“Did you know, monsieur,” said Flore to Rouget, “what your pictures were worth? How much did you say, Monsieur Joseph?”

“Well,” answered the painter, who had grown as red as a beetroot,—“the pictures are certainly worth something.”

“They say you estimated them to Monsieur Hochon at one hundred and fifty thousand francs,” said Flore; “is that true?”

“Yes,” said the painter, with childlike honesty.

“And did you intend,” said Flore to the old man, “to give a hundred and fifty thousand francs to your nephew?”

“Never, never!” cried Jean-Jacques, on whom Flore had fixed her eye.

“There is one way to settle all this,” said the painter, “and that is to return them to you, uncle.”

“No, no, keep them,” said the old man.

“I shall send them back to you,” said Joseph, wounded by the offensive silence of Max and Flore. “There is something in my brushes which will make my fortune, without owing anything to any one, even an uncle. My respects to you, mademoiselle; good-day, monsieur—”

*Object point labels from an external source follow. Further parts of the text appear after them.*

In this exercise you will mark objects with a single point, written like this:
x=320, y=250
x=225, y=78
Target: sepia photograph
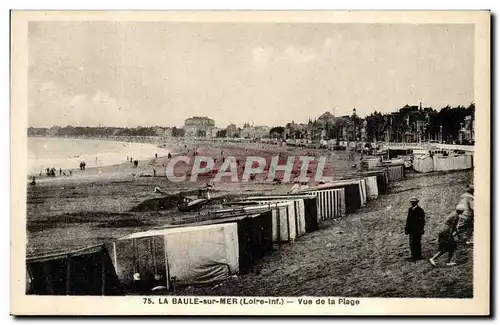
x=250, y=160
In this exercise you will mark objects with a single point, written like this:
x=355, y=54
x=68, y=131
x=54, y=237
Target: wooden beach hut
x=309, y=206
x=83, y=272
x=186, y=255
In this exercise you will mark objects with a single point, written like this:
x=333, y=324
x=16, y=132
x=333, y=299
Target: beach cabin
x=254, y=235
x=284, y=221
x=184, y=255
x=395, y=173
x=298, y=210
x=354, y=196
x=371, y=187
x=452, y=162
x=309, y=204
x=370, y=163
x=382, y=179
x=423, y=163
x=84, y=272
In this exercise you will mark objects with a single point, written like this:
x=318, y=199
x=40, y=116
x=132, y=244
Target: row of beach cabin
x=229, y=242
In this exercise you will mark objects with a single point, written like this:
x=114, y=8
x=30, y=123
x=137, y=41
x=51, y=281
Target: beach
x=361, y=254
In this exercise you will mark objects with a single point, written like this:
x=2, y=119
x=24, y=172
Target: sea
x=67, y=154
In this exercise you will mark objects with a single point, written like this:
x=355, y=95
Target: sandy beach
x=359, y=255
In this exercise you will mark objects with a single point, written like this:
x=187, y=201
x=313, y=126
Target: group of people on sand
x=457, y=227
x=52, y=172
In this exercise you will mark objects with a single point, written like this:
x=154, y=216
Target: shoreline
x=145, y=150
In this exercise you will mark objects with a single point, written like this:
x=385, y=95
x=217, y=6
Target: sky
x=130, y=74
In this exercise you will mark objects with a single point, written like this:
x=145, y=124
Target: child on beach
x=447, y=240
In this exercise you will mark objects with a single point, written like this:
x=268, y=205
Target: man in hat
x=415, y=223
x=466, y=220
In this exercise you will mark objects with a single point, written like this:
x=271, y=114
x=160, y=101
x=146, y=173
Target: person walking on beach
x=466, y=220
x=415, y=224
x=448, y=236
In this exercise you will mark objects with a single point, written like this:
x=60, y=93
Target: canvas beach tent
x=84, y=272
x=185, y=255
x=310, y=208
x=254, y=235
x=283, y=217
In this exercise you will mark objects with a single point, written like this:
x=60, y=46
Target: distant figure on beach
x=415, y=224
x=448, y=237
x=466, y=220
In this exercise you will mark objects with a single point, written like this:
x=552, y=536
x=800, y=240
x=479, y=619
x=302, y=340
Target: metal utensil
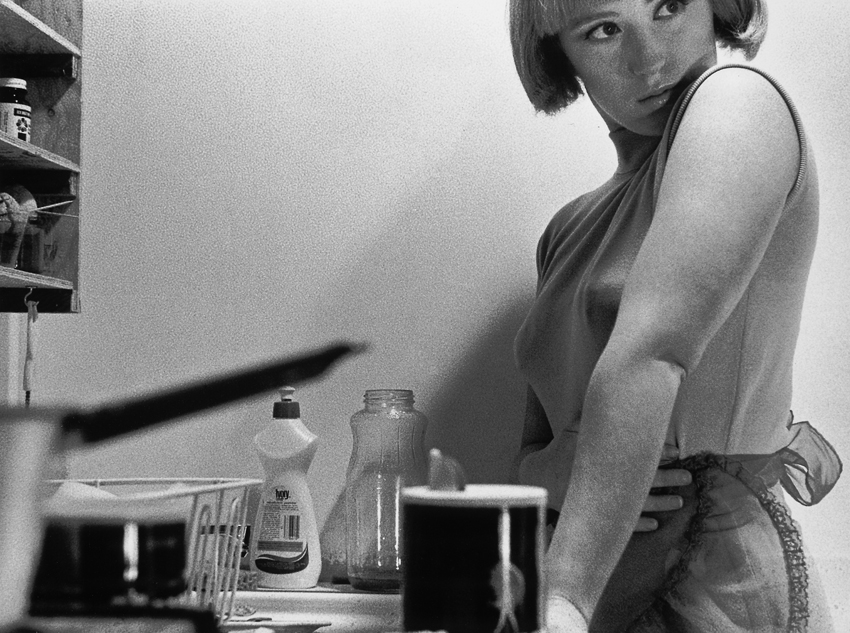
x=31, y=438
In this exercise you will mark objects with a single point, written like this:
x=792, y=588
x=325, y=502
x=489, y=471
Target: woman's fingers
x=664, y=478
x=670, y=478
x=662, y=503
x=645, y=524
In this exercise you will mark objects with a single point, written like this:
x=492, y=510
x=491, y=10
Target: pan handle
x=86, y=427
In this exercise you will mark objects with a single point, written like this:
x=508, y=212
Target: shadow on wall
x=477, y=419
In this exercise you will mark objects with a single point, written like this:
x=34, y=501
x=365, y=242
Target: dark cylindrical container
x=473, y=559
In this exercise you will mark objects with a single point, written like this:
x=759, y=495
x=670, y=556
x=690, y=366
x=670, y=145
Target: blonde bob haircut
x=547, y=74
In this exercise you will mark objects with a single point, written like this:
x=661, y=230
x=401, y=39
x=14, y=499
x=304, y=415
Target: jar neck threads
x=376, y=399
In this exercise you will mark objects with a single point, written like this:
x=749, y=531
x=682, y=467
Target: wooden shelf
x=17, y=154
x=41, y=43
x=20, y=32
x=52, y=294
x=14, y=278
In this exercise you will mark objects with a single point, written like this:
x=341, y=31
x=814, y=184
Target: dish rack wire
x=215, y=531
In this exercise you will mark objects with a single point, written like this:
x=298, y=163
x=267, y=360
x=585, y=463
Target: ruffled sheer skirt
x=732, y=560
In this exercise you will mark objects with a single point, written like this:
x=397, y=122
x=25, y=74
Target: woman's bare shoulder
x=739, y=115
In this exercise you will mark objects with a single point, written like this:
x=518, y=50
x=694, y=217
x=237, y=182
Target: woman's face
x=635, y=56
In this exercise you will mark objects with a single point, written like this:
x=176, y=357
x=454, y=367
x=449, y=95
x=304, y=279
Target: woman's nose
x=645, y=54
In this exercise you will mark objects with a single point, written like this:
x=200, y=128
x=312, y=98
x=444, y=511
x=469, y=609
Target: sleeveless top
x=738, y=398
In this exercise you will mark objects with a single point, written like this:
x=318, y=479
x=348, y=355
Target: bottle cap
x=286, y=409
x=13, y=82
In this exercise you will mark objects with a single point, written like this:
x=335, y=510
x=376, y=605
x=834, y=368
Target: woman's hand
x=550, y=468
x=563, y=617
x=657, y=502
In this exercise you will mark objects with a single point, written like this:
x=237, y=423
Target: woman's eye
x=603, y=31
x=671, y=8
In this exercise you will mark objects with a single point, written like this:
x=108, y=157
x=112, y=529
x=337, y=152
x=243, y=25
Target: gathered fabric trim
x=790, y=539
x=807, y=468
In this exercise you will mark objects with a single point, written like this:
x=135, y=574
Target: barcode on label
x=291, y=526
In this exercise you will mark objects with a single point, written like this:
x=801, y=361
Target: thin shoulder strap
x=798, y=124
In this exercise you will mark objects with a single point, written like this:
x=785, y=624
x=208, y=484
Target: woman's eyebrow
x=588, y=16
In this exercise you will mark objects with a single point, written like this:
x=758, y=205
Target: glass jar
x=15, y=110
x=388, y=455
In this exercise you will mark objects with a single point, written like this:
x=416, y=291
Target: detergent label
x=280, y=545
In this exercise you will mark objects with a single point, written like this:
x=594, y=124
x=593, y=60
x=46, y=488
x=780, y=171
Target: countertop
x=336, y=607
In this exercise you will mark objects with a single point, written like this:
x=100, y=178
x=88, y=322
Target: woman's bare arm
x=726, y=181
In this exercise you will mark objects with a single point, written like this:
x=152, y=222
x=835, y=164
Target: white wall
x=264, y=176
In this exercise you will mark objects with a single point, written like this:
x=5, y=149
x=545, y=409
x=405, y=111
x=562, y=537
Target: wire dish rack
x=215, y=512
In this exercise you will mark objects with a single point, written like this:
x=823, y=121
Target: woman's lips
x=657, y=99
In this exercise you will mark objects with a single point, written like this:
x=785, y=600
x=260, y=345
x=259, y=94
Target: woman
x=668, y=306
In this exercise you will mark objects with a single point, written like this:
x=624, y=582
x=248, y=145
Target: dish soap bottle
x=285, y=540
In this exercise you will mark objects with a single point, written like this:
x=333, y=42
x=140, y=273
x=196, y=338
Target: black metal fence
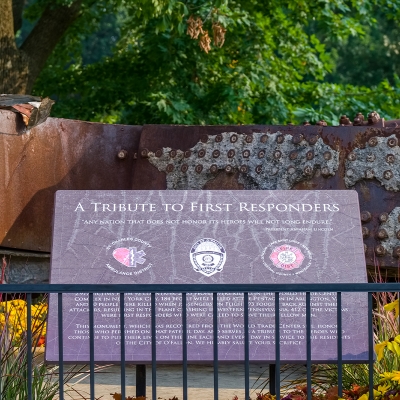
x=370, y=289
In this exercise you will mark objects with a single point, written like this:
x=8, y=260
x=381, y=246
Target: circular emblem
x=286, y=257
x=207, y=256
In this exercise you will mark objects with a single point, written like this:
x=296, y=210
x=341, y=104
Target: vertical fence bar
x=370, y=348
x=215, y=343
x=277, y=350
x=153, y=347
x=246, y=348
x=29, y=344
x=340, y=344
x=122, y=325
x=91, y=345
x=184, y=346
x=308, y=337
x=60, y=349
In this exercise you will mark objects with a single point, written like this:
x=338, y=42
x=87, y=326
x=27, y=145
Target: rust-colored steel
x=58, y=154
x=65, y=154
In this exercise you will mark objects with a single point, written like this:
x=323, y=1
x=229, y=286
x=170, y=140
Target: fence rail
x=245, y=289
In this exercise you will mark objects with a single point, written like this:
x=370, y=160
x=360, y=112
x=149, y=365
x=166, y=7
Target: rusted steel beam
x=57, y=154
x=363, y=158
x=65, y=154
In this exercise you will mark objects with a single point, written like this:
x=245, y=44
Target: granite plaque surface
x=208, y=237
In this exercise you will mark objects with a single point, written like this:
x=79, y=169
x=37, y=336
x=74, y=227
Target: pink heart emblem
x=122, y=255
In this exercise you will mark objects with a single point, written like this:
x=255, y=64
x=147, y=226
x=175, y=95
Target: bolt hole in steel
x=325, y=171
x=296, y=139
x=390, y=158
x=198, y=168
x=352, y=157
x=365, y=216
x=280, y=139
x=201, y=153
x=213, y=169
x=249, y=138
x=122, y=154
x=216, y=153
x=310, y=155
x=388, y=174
x=383, y=217
x=308, y=170
x=382, y=234
x=369, y=174
x=349, y=172
x=327, y=155
x=313, y=139
x=371, y=157
x=144, y=152
x=204, y=138
x=380, y=250
x=274, y=171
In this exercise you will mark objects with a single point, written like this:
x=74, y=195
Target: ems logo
x=131, y=259
x=287, y=257
x=207, y=256
x=129, y=256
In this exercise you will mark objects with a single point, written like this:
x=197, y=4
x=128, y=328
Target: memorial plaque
x=206, y=237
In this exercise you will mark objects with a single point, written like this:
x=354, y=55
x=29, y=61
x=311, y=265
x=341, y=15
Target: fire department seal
x=287, y=257
x=207, y=256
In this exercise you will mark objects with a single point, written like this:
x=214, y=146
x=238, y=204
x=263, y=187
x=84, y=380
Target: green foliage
x=281, y=62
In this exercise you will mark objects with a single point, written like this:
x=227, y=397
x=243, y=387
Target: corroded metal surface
x=58, y=154
x=65, y=154
x=167, y=154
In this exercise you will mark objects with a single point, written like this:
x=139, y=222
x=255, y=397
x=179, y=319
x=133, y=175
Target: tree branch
x=18, y=7
x=6, y=20
x=44, y=37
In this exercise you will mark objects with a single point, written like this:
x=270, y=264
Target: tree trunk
x=13, y=63
x=19, y=68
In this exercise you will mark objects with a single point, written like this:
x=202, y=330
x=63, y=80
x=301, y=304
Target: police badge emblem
x=207, y=256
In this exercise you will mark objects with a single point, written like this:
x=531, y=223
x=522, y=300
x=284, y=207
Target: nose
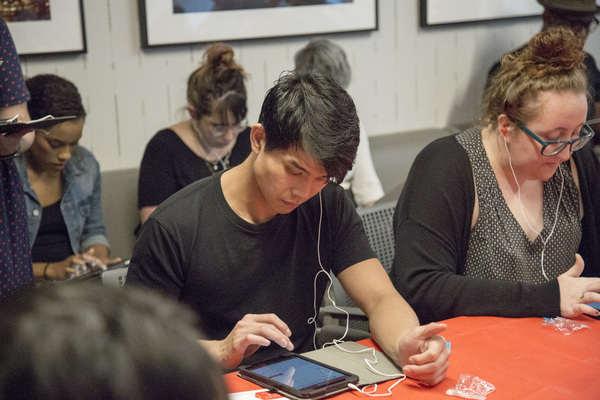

And Joseph crossed the square in a state of irritation which artists can imagine. The entire Hochon family were in the salon. When they saw Joseph gesticulating and talking to himself, they asked him what was the matter. The painter, who was as open as the day, related before Baruch and Francois the scene that had just taken place; and which, two hours later, thanks to the two young men, was the talk of the whole town, embroidered with various circumstances that were more or less ridiculous. Some persons insisted that the painter was maltreated by Max; others that he had misbehaved to Flore, and that Max had turned him out of doors.